NASA: 2015 Was Hottest Year in Recorded History

The past year was the hottest year on record, according to the National Oceanic and Atmospheric Administration (NOAA) and NASA.
NASA: 2015 Was Hottest Year in Recorded History
Palm trees and a setting sun on the horizon at the end of the Golden Eagle Pro Am at the 2006 Honda Classic at the Country Club at Mirasol in Palm Beach Gardens, Florida on Wednesday, March 8, 2006. (Al Messerschmidt/PGA)
Jonathan Zhou
1/20/2016
Updated:
1/20/2016

The past year was the hottest year on record, according to the National Oceanic and Atmospheric Administration (NOAA) and NASA.

The recording of annual temperature began in 1880, which mean that this is at least the hottest year in 136 years. The data was collected from 6,300 weather stations across the world, including ship-based ones at sea, and Antarctic research stations.

The competition for hottest year has been stiff in the past decade and a half. Fifteen of the 16 hottest years on record occurred between 2001 and 2015, but 2015 was still a standout. It surpassed the previous record (2014) by 0.29°F, marking the fourth time a global temperature record has been shattered in the new century.
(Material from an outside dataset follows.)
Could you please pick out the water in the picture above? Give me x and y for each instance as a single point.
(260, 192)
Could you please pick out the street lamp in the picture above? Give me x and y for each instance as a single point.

“[The year] 2015 was remarkable even in the context of the ongoing El Niño,” Gavin Schmidt, a director at NASA, said in a statement. “Last year’s temperatures had an assist from El Niño, but it is the cumulative effect of the long-term trend that has resulted in the record warming that we are seeing.”

During 2015, the average surface temperature was a full 2.39°F above the 20th century average, and the warmth was spread around the world, including the northern half of South America, and northern, southern, and eastern Europe, as well as eastern and southern Africa. 

In the continental United States, and annual temperature was the second hottest on record.

Of course the NASA, NOAA records are not without their dissenters. A widely shared opinion article published in the Telegraph last year by Christopher Booker raised the idea—which is not his alone—that global warming numbers are cooked:

“When future generations look back on the global-warming scare of the past 30 years, nothing will shock them more than the extent to which the official temperature records—on which the entire panic ultimately rested—were systematically ‘adjusted’ to show the Earth as having warmed much more than the actual data justified.”

Needless to say, the view is a highly controversial one.